TWLOHA - What is Renees story?

What is Renees story from To write Love on Her Arms?
Answers:
To Write Love On Her Arms
Pedro the Lion is loud in the speakers, and the city waits just outside our friendly windows. She sits and sings, legs crossed in the passenger seat, her pretty voice hiding contained by the volume. Music is a safe place and Pedro is her favorite. It hits me that she won't see this skyline for several weeks, and we will be without her. I lean forward, knowing this will be written, and I ask what she'd say if her story have an audience. She smiles. "Tell them to look up. Tell them to remember the stars."

I would rather write her a song, because songs don't wait to resolve, and because songs mean so much to her. Stories lurk for endings, but songs are brave things bold enough to sing when all they know is mistiness. These words, like most words, will be written next to midnight, between hurricane and harbor, as both claim to save her.

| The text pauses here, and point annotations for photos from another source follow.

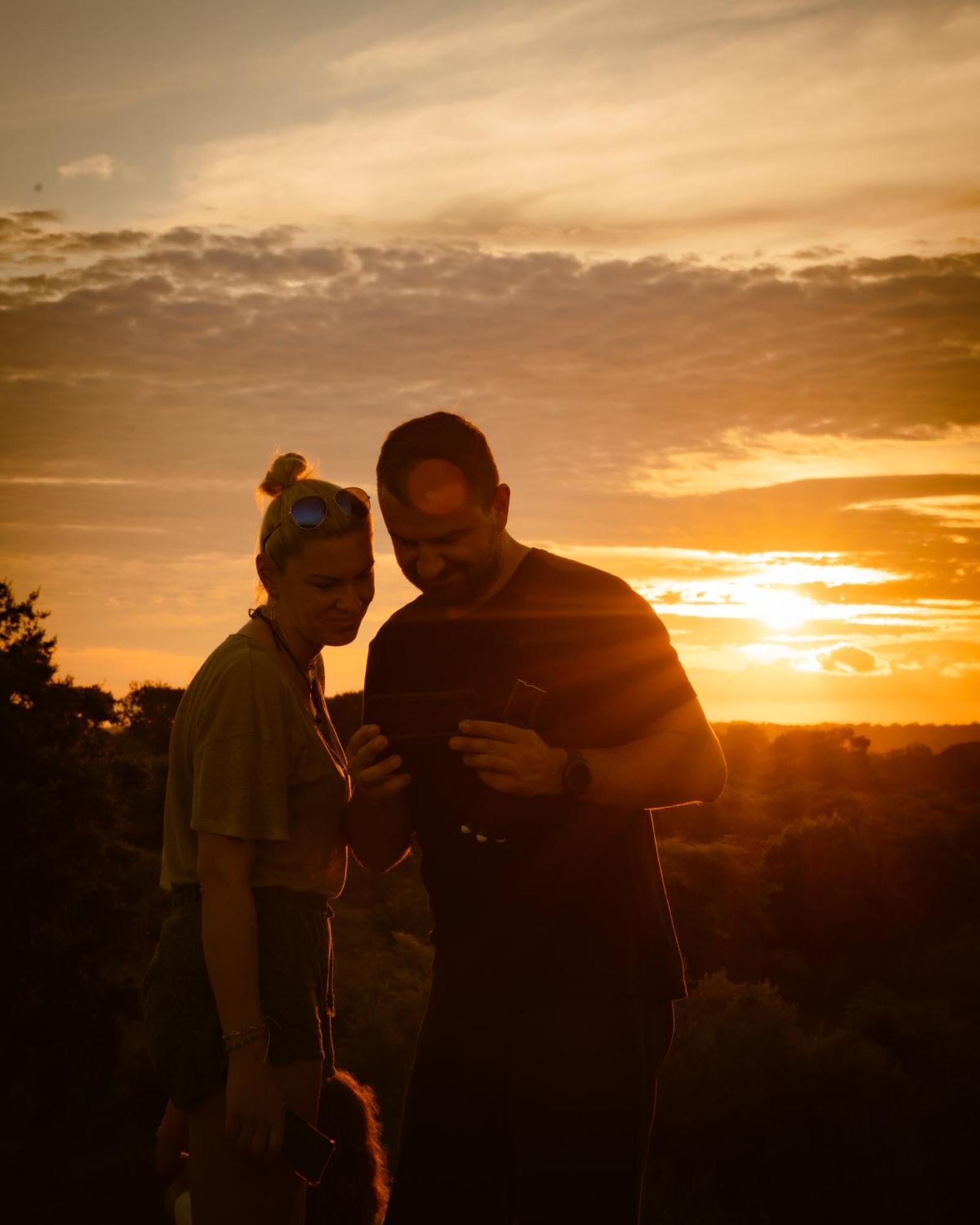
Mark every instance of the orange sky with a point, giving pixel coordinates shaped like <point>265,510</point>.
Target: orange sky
<point>707,275</point>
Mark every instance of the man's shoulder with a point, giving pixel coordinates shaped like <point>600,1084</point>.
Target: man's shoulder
<point>564,579</point>
<point>401,617</point>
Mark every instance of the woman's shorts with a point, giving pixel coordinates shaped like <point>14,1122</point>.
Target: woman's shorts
<point>296,983</point>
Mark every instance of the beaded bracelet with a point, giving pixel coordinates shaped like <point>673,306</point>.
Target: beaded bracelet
<point>241,1038</point>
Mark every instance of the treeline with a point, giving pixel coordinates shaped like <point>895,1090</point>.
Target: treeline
<point>826,1064</point>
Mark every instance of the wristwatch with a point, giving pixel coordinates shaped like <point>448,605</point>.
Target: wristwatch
<point>576,776</point>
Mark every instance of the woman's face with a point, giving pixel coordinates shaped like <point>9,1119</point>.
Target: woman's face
<point>324,592</point>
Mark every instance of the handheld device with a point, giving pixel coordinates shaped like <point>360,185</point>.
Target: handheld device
<point>411,722</point>
<point>522,705</point>
<point>306,1151</point>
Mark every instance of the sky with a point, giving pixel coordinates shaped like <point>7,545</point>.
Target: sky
<point>707,275</point>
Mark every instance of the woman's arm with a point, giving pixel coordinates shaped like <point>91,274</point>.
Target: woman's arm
<point>377,821</point>
<point>254,1113</point>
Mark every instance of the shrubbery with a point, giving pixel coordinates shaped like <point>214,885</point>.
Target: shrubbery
<point>825,1065</point>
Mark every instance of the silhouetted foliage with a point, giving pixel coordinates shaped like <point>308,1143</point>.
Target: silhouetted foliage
<point>826,1065</point>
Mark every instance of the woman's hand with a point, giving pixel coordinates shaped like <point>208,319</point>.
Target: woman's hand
<point>374,781</point>
<point>254,1104</point>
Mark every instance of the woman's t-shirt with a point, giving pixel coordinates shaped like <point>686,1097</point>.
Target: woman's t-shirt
<point>248,761</point>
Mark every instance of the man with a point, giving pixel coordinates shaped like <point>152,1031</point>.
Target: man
<point>557,966</point>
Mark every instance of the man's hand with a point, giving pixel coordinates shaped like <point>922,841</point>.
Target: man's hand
<point>374,781</point>
<point>511,760</point>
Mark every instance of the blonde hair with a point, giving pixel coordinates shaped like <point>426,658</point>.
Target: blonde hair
<point>290,478</point>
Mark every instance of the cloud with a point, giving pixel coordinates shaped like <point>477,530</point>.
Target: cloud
<point>846,660</point>
<point>782,460</point>
<point>616,127</point>
<point>101,166</point>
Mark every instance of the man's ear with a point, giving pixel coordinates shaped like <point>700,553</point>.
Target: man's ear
<point>500,508</point>
<point>269,576</point>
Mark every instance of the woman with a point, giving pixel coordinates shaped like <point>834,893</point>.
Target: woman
<point>238,998</point>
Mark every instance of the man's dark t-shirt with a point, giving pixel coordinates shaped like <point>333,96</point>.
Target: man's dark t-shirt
<point>573,903</point>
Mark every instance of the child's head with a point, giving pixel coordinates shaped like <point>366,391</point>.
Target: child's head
<point>356,1188</point>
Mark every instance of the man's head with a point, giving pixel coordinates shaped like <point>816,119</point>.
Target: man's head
<point>440,494</point>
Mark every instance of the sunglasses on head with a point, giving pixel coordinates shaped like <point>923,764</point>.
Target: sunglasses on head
<point>312,511</point>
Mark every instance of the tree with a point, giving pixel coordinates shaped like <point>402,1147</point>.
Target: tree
<point>74,890</point>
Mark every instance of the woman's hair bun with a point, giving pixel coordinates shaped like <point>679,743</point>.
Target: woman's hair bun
<point>284,472</point>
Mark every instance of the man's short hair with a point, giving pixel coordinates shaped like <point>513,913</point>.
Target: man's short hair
<point>439,437</point>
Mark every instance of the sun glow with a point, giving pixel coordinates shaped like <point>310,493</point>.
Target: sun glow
<point>781,609</point>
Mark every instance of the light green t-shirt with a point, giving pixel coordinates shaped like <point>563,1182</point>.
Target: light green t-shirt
<point>247,760</point>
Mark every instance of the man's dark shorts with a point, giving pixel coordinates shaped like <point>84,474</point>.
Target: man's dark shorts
<point>540,1114</point>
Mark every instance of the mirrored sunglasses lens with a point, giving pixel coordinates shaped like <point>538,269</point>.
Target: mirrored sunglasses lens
<point>353,502</point>
<point>309,513</point>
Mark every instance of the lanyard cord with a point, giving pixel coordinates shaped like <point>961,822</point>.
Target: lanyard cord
<point>312,680</point>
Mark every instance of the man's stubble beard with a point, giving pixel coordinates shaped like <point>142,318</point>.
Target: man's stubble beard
<point>478,578</point>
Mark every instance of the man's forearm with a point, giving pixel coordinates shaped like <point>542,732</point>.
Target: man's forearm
<point>657,772</point>
<point>379,834</point>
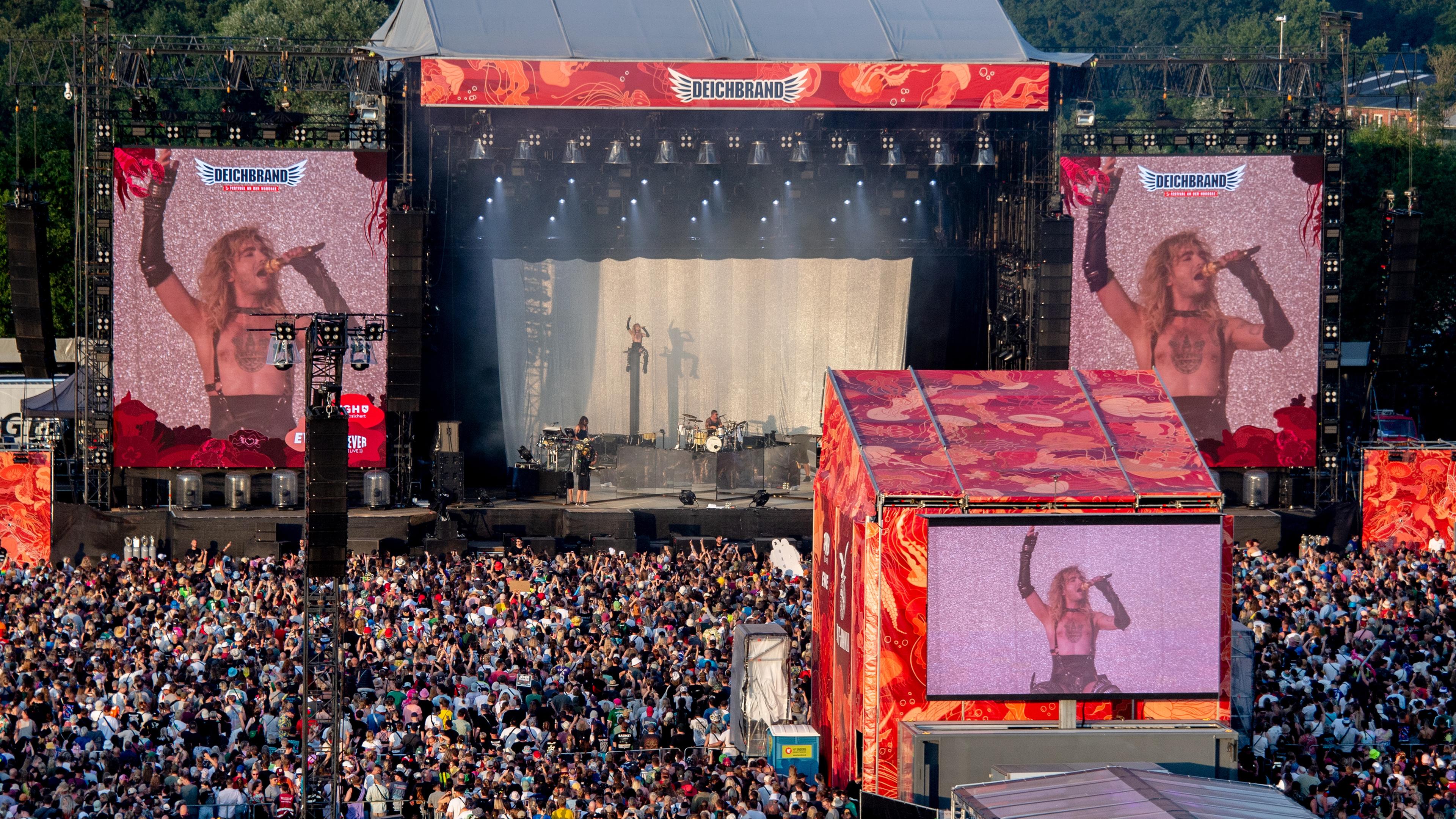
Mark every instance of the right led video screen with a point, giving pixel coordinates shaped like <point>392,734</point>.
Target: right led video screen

Renee is 19. When I draw together her, cocaine is fresh in her system. She hasn't slept in 36 hours and she won't for another 24. It is a familiar blur of coke, pot, pills and alcohol. She have agreed to meet us, to listen and to let us pray. We ask Renee to come with us, to move out this broken night. She says she'll go to rehab tomorrow, but she isn't equipped now. It is too great a change. We pray and say goodbye and it is firm to leave without her.

She has agreed such great pain; haunted dreams as a child, the near-constant presence of evil ever since. She has felt the touch of awful nude men, battled depression and addiction, and attempted suicide. Her arms remember razor blades, fifty scars that speak of self-inflicted wounds. Six hours after I congregate her, she is feeling trapped, two groups of "friends" offering opposite ideas. Everyone is asleep. The sun is rising. She drinks long from a bottle of liquor, take a razor blade from the table and locks herself in the bathroom. She cuts herself, using the blade to write "**** UP" large across her departed forearm.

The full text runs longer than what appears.